Kaggle Titanic Competition Part IX - Bias, Variance, and Learning Curves

In the previous post, we took at how we can search for the best set of hyperparameters to provide to our model. Our measure of “best” in this case is to minimize the cross validated error. We can be reasonably confident that we’re doing about as well as we can with the features we’ve provided and the model we’ve chosen. But before we can run off and use this model on totally new data with any confidence, we would like to do a little validation to get an idea of how the model will do out in the wild.

Enter: Learning Curves. This was my favorite part of Andrew Ng’s Coursera Machine Learning course.

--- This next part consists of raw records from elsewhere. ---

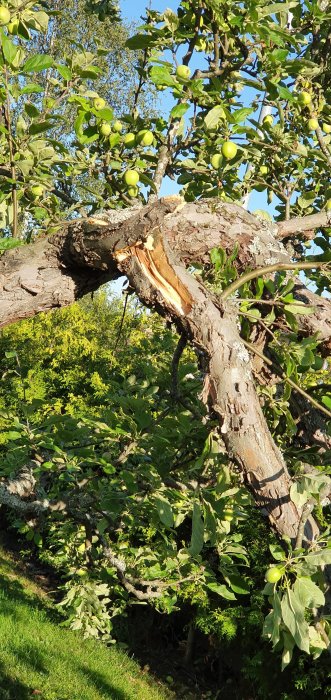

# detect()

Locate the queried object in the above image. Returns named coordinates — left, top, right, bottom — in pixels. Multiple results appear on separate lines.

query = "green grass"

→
left=0, top=549, right=170, bottom=700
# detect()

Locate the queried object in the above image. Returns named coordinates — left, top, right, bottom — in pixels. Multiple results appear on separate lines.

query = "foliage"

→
left=0, top=550, right=170, bottom=700
left=0, top=0, right=331, bottom=684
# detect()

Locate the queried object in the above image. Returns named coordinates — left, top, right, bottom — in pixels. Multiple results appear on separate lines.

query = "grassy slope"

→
left=0, top=549, right=170, bottom=700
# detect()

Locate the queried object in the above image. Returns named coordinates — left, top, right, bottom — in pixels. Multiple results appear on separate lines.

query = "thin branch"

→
left=276, top=210, right=331, bottom=238
left=241, top=338, right=331, bottom=418
left=219, top=262, right=330, bottom=301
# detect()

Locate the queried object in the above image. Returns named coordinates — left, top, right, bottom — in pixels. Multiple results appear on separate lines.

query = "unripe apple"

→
left=194, top=36, right=207, bottom=51
left=137, top=129, right=154, bottom=146
left=265, top=566, right=284, bottom=583
left=123, top=131, right=136, bottom=148
left=308, top=117, right=318, bottom=131
left=113, top=119, right=123, bottom=134
left=221, top=141, right=238, bottom=160
left=210, top=153, right=223, bottom=170
left=100, top=122, right=111, bottom=136
left=0, top=5, right=10, bottom=27
left=7, top=17, right=20, bottom=35
left=30, top=185, right=44, bottom=199
left=298, top=90, right=311, bottom=107
left=263, top=114, right=274, bottom=126
left=93, top=97, right=106, bottom=110
left=124, top=170, right=139, bottom=187
left=176, top=65, right=191, bottom=81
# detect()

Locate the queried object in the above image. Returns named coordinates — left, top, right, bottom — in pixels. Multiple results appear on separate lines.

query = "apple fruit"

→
left=0, top=5, right=10, bottom=27
left=298, top=90, right=311, bottom=107
left=100, top=122, right=111, bottom=137
left=194, top=36, right=207, bottom=51
left=176, top=65, right=191, bottom=81
left=113, top=119, right=123, bottom=134
left=30, top=185, right=44, bottom=199
left=124, top=170, right=139, bottom=187
left=263, top=114, right=274, bottom=126
left=137, top=129, right=154, bottom=146
left=123, top=131, right=136, bottom=148
left=221, top=141, right=238, bottom=160
left=210, top=153, right=223, bottom=170
left=265, top=566, right=284, bottom=583
left=93, top=97, right=106, bottom=110
left=7, top=17, right=20, bottom=35
left=308, top=117, right=319, bottom=131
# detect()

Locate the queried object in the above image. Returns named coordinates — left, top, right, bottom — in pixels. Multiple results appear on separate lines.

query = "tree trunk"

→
left=0, top=198, right=331, bottom=540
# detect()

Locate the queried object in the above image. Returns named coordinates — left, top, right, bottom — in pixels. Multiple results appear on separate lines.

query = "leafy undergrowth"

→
left=0, top=548, right=172, bottom=700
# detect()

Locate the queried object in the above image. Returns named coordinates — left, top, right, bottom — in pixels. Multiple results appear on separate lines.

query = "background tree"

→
left=0, top=0, right=331, bottom=680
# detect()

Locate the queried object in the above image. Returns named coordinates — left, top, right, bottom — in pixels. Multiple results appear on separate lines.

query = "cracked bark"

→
left=0, top=198, right=331, bottom=540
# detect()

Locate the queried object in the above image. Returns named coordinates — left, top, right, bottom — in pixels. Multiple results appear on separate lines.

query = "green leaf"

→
left=293, top=576, right=325, bottom=608
left=256, top=0, right=299, bottom=17
left=281, top=588, right=309, bottom=654
left=269, top=544, right=286, bottom=561
left=149, top=66, right=176, bottom=88
left=207, top=581, right=236, bottom=600
left=170, top=103, right=189, bottom=119
left=203, top=105, right=224, bottom=131
left=1, top=29, right=18, bottom=65
left=125, top=34, right=155, bottom=51
left=322, top=396, right=331, bottom=411
left=305, top=547, right=331, bottom=566
left=22, top=53, right=53, bottom=73
left=155, top=496, right=174, bottom=527
left=189, top=501, right=204, bottom=557
left=226, top=574, right=250, bottom=595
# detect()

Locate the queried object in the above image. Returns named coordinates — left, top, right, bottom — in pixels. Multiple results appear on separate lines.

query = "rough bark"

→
left=0, top=198, right=331, bottom=539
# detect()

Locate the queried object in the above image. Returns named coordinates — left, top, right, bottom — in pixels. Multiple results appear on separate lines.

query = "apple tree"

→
left=0, top=0, right=331, bottom=666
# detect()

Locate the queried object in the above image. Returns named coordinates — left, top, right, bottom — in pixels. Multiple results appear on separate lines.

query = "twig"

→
left=219, top=262, right=330, bottom=301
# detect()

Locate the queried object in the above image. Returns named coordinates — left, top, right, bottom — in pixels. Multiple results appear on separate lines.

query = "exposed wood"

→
left=0, top=198, right=331, bottom=541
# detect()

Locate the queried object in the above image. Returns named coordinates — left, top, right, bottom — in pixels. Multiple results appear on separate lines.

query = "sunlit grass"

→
left=0, top=549, right=169, bottom=700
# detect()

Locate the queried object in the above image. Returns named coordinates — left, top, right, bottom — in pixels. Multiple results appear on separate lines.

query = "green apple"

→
left=263, top=114, right=274, bottom=126
left=123, top=131, right=136, bottom=148
left=100, top=122, right=111, bottom=137
left=128, top=186, right=139, bottom=197
left=113, top=119, right=123, bottom=134
left=176, top=65, right=191, bottom=81
left=298, top=90, right=311, bottom=107
left=194, top=36, right=207, bottom=51
left=124, top=170, right=139, bottom=187
left=137, top=129, right=154, bottom=146
left=7, top=17, right=20, bottom=35
left=0, top=5, right=10, bottom=27
left=221, top=141, right=238, bottom=160
left=30, top=185, right=44, bottom=199
left=308, top=117, right=319, bottom=131
left=223, top=505, right=233, bottom=523
left=210, top=153, right=223, bottom=170
left=93, top=97, right=106, bottom=110
left=265, top=566, right=284, bottom=583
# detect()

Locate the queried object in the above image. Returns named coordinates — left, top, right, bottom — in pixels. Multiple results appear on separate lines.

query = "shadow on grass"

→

In essence, what we’re doing it training the exact same model with increasingly large fractions of our total training data, and plotting the error of the training and test sets at each step. So, if we have 10000 training examples, we may hold out 1000 of them as the test set and use the other 9000 for training. So, first we’ll train out model with our ideal parameters and 100 random examples out of the 9000. We’ll plot both the train error and the error of the resulting model on the test set. We’ll repeat with 500 out of the 9000. Then 1000, etc. This plot provides two curves and tells us a remarkable amount about how good our model is.

I’ve essentially ripped off Professor Ng’s slides here, so you’ll be much better served to sign up for the next offering of his course if you haven’t already taken it. No seriously, take his course. I’m not kidding, it’s really great. In the meantime, here are representations of the 4 general shapes you’ll see:

1) On the top left, you’ve got a winner. Low training error and generalizes well. Put this in production now.
2) Top right, you’ve got a dumpster fire. Your model can’t learn the training examples well AND you’re generalizing even worse. Time to go back to the drawing board.
3) Bottom left, high variance means that the model hasn’t figured out a representation of the data that also fits new data
4) Bottom right, high bias means that the model hasn’t figured out the training data very well.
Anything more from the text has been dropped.